El sistema de listas cerradas, implementado con el ánimo de fortalecer los partidos políticos, ha derivado en un perverso efecto secundario: el ingreso al Congreso de personas cuya única cualidad parece ser la cercanía a los líderes partidarios o su capacidad para movilizar votos, ya sea por su popularidad en redes sociales o por favores políticos. La meritocracia, en este escenario, es una utopía. En lugar de escoger a los más capacitados para legislar, las listas cerradas abren la puerta a oportunistas, influenciadores y figuras públicas sin trayectoria ni formación, cuyo principal objetivo parece ser mantenerse en el ojo público.
Este sistema ha erosionado gravemente la calidad del debate legislativo. Si bien la Constitución de 1991 eliminó los requisitos formales de idoneidad para ser congresista en aras de ampliar la participación democrática, lo cierto es que esta apertura indiscriminada ha tenido consecuencias desastrosas. Un legislador debe ser más que un representante popular: debe ser un constructor de leyes, un defensor del interés público y, sobre todo, un pensador capaz de entender las complejidades del país y proyectar soluciones a largo plazo. Hoy, poco queda de esa visión.
Ejemplos de esta banalización abundan. Casos como los de Susana Boreal, Miguel Polo Polo y otros legisladores se han convertido en la norma, no en la excepción. Boreal, conocida por su activismo en redes, ha protagonizado episodios que han restado seriedad a su rol como representante. Polo Polo, por su parte, parece más interesado en polemizar en Twitter que en proponer proyectos de ley sustanciales. Estas figuras encarnan la transformación del Congreso en un espacio donde la teatralidad y las salidas en falso ocupan el lugar que antes correspondía al análisis riguroso y el debate profundo.
En épocas pasadas, los debates en el Congreso cautivaban al país. Legisladores como Álvaro Gómez Hurtado, Jorge Eliécer Gaitán o Carlos Lleras Restrepo representaban una estirpe de políticos con formación, visión y, sobre todo, respeto por la labor legislativa. Sus intervenciones no solo eran elocuentes, sino que tenían un impacto directo en la vida del país. Hoy, en cambio, los “debates” en el Congreso suelen ser ejercicios vacíos, repletos de acusaciones personales, discursos incendiarios y poco contenido sustancial. Esto no solo es una vergüenza nacional, sino que afecta directamente la capacidad del país para avanzar en términos legislativos.

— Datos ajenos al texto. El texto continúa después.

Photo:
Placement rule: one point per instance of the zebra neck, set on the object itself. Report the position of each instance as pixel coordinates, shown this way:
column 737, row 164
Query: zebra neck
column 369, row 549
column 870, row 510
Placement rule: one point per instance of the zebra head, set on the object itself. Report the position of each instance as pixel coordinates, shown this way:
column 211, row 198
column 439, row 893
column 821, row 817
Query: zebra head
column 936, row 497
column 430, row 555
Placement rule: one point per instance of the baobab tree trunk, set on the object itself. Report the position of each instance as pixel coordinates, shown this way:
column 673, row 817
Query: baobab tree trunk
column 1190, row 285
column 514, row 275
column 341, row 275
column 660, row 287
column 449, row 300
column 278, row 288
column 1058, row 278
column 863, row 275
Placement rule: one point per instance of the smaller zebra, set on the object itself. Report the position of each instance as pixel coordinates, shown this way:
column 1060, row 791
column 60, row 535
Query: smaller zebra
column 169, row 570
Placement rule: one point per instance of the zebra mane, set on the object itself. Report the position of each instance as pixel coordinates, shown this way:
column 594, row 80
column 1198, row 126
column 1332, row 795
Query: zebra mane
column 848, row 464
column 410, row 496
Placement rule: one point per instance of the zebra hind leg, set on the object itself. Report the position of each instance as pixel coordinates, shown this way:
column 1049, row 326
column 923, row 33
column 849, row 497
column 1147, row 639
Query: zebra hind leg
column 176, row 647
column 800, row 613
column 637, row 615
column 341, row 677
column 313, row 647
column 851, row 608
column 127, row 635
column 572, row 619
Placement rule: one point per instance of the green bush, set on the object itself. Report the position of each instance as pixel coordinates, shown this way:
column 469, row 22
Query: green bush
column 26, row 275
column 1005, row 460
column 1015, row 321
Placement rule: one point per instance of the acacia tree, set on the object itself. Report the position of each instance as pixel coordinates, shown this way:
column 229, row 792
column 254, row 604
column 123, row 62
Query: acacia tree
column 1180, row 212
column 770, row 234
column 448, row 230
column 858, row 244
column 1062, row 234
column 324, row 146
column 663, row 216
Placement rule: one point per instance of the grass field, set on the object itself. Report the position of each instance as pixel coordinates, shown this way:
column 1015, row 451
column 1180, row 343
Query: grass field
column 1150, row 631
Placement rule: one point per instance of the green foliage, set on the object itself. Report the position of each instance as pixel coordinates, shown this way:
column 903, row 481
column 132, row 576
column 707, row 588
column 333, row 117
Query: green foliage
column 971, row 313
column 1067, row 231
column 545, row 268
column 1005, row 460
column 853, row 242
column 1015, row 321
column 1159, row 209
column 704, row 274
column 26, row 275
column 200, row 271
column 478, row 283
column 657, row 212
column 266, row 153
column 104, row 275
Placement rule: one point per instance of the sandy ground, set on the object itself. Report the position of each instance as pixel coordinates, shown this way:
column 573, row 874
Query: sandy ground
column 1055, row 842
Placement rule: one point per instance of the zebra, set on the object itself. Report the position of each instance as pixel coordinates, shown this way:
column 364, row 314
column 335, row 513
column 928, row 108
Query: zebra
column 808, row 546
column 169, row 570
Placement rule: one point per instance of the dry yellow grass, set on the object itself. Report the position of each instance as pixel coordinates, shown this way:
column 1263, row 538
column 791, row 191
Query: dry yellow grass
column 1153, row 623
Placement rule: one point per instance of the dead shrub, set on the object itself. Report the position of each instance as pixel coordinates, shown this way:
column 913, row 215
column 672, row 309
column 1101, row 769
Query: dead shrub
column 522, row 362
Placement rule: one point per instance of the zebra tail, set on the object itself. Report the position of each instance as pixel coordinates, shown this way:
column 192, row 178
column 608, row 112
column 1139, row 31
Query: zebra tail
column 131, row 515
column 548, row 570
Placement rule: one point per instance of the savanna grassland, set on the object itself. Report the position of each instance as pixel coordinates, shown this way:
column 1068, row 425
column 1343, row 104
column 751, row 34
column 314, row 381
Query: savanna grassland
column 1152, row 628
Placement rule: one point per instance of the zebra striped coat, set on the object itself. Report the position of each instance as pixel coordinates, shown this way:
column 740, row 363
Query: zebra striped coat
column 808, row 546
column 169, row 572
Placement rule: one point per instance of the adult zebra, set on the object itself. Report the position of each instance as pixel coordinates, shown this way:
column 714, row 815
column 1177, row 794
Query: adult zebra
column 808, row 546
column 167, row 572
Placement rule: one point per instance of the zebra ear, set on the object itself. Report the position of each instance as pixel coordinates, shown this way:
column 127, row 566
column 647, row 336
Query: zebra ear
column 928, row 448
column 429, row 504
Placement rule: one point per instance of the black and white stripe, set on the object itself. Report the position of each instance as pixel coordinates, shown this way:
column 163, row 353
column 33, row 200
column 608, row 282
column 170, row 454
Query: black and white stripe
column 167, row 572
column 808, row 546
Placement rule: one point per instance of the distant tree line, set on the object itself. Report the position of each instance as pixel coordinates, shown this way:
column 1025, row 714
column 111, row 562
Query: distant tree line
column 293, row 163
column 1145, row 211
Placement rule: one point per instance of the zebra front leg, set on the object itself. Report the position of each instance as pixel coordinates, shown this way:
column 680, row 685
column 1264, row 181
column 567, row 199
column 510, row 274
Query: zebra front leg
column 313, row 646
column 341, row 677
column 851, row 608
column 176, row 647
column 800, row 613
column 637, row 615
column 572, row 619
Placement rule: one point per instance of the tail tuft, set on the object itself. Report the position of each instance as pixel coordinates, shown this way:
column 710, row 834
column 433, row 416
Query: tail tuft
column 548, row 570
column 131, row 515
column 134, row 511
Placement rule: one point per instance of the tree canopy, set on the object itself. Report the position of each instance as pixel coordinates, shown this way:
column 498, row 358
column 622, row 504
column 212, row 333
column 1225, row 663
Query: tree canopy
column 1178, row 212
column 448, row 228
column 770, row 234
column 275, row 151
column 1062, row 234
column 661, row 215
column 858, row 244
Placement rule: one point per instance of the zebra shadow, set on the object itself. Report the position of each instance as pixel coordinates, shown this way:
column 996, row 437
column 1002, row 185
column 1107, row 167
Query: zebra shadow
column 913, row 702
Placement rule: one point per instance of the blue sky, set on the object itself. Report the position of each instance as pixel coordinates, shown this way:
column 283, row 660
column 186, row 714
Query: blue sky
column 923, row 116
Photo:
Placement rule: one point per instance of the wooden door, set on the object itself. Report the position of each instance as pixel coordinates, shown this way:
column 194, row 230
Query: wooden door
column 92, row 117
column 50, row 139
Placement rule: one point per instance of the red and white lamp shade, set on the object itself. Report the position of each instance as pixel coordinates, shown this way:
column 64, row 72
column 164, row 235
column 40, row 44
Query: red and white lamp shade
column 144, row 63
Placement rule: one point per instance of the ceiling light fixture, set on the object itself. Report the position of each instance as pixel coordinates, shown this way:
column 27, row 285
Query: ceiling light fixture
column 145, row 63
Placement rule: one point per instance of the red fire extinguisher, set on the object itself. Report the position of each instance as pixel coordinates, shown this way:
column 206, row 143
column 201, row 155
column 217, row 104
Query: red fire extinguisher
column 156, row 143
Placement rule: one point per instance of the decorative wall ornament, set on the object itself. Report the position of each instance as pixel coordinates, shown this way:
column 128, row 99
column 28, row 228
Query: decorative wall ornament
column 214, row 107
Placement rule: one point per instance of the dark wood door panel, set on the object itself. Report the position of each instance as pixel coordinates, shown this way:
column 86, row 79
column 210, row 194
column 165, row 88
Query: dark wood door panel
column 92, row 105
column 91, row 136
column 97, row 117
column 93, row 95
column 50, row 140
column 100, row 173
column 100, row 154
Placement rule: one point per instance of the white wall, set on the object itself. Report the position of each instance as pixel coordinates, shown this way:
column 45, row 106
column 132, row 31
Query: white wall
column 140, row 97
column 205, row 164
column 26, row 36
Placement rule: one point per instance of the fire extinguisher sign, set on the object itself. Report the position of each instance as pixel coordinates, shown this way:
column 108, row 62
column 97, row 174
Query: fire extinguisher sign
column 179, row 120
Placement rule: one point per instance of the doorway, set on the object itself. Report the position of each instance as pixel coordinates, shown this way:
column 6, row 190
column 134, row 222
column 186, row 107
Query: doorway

Uno de los aspectos más preocupantes de la actual crisis del Congreso es la escasa productividad de muchos de sus integrantes. Existen legisladores que, durante todo un periodo legislativo, no presentan un solo proyecto de ley. Algunos, en cambio, se especializan en sabotear el quórum o en realizar maniobras políticas para favorecer intereses particulares. El Congreso, en lugar de ser un motor de cambio, se ha convertido en un espacio de obstrucción y marrullería.
Un país es reflejo de sus leyes, y en Colombia llevamos décadas sin lograr cuerpos normativos que doten a los ciudadanos de herramientas eficaces para enfrentar los desafíos del siglo XXI. La incapacidad del Congreso para generar reformas estructurales se traduce en un estancamiento que afecta todos los ámbitos de la vida nacional, desde la educación y la salud hasta la justicia y la economía. La crisis del legislativo es, en última instancia, una crisis del Estado.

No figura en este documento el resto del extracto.